BUCK: Not a big name guy. Anyway.
CLAY: By the way, this is probably more than Sliding Doors has been mentioned in, like, a decade right, like, anywhere.
BUCK: I think it might be a single digit Rotten Tomato experience. I’m just gonna throw that out there.
CLAY: (laughs) The point is if we had not embraced lockdowns, if we had said basically, “Hey, guys, this is gonna be tough, but we’re just gonna have to ride through it. If you get sick, stay home,” we never overloaded hospitals — I really don’t think we ever would have. I don’t think any of the lockdown choices that we made, made any difference at all in the overall trajectory of the virus. I really believe this. And in the process we spent trillions of dollars to basically, I think, wreck our economy.

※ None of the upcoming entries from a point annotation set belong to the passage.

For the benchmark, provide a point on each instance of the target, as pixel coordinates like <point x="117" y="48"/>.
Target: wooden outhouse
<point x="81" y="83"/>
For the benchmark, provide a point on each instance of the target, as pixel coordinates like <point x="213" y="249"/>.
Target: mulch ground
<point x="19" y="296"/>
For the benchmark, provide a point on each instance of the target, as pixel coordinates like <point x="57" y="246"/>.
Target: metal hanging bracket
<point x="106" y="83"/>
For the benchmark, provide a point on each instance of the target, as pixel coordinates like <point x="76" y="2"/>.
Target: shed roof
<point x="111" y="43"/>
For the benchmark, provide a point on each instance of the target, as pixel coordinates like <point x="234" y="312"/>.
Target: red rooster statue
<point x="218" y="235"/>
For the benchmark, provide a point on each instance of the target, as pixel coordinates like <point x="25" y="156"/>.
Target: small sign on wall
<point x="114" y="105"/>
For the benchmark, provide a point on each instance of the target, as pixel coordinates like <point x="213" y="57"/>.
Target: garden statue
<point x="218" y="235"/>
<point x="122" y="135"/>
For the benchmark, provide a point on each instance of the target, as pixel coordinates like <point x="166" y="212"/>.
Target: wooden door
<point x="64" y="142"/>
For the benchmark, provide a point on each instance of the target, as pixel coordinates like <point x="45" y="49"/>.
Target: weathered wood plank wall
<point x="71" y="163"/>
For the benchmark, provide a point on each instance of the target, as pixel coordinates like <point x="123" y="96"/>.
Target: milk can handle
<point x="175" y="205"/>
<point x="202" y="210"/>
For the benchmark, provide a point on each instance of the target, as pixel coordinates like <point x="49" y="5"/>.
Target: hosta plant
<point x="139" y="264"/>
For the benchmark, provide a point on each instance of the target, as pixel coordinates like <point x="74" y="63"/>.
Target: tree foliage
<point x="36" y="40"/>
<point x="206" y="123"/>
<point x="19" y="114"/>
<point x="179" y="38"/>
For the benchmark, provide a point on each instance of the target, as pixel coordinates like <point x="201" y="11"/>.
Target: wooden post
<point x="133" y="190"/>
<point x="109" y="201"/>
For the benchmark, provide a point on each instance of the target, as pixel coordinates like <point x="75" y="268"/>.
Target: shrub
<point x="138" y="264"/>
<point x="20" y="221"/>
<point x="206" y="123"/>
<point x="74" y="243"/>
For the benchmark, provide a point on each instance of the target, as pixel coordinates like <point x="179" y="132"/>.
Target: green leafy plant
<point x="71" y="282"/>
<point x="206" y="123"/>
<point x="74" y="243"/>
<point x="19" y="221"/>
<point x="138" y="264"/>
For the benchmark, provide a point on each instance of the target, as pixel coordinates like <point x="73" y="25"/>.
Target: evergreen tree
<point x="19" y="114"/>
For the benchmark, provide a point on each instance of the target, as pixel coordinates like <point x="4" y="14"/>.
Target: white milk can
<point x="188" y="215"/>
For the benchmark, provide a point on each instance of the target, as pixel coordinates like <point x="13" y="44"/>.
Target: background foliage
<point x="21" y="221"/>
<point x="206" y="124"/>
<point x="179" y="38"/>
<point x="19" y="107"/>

Really, I think we’ve done that. What if we had just said, Buck, “You know what? This is gonna suck, and we wish that this pandemic hadn’t arrived, but the only thing you can really do is if you’re super unhealthy, we would encourage you to limit your exposure to others. If you otherwise are basically under 60 and healthy, you’re probably gonna get this, but you’re probably gonna be fine,” what would the country look like?
BUCK: I made that argument publicly in April of 2020, and libs accused me of being Thanos.
CLAY: Yes.
BUCK: Wanting everyone to die with the snap of my fingers.
CLAY: Actually, a funny liberal attack upon you, ’cause that also ties in with Marvel, as these things can go. Yes, it was funny. But I made the same kind of arguments, and I always said the same thing. And I did it from a sports perspective ’cause my argument was we have to find a way to get the sports book. And a lot of people said, “If we play sports all the athletes are gonna die!”
How many athletes have even had anything other than a sniffle, Buck, since we came back with sports? There’s been zero impact there, right? So I wish we can go back and actually see, because to your point, people will say, “Oh, it would have been worse if we hadn’t spent $5 trillion.” That’s what they’ll argue. I think they’re totally wrong. I think we basically picked the worst possible option.
BUCK: If you look at also at the excess mortality data now that we really have it — and there’s still a lot that has to go into finding out who died from versus with covid.
CLAY: Yes.
BUCK: That’s a whole… That’s gonna be eye opening, folks, when that analysis is actually done. But remember they told us, “Oh, Trump, Trump is the reason all this bad stuff happening!” The U.K. basically had the same thing. Is that Trump’s fault? Italy, I think, was like a 13% increase. We are a 15% increase. The U.K. was a 15% increase, major European countries had very similar outcomes to the U.S. But remember the whole argument in 2020 was, “It’s ’cause Trump is so awful!” These people are lunatics.
CLAY: And if they didn’t have similar outcomes, it’s because their age range and health status is different. In other words, we got a lot of old, fat people who aren’t making good health decisions and overwhelmingly obesity was the number one controllable factor in terms of severity of covid.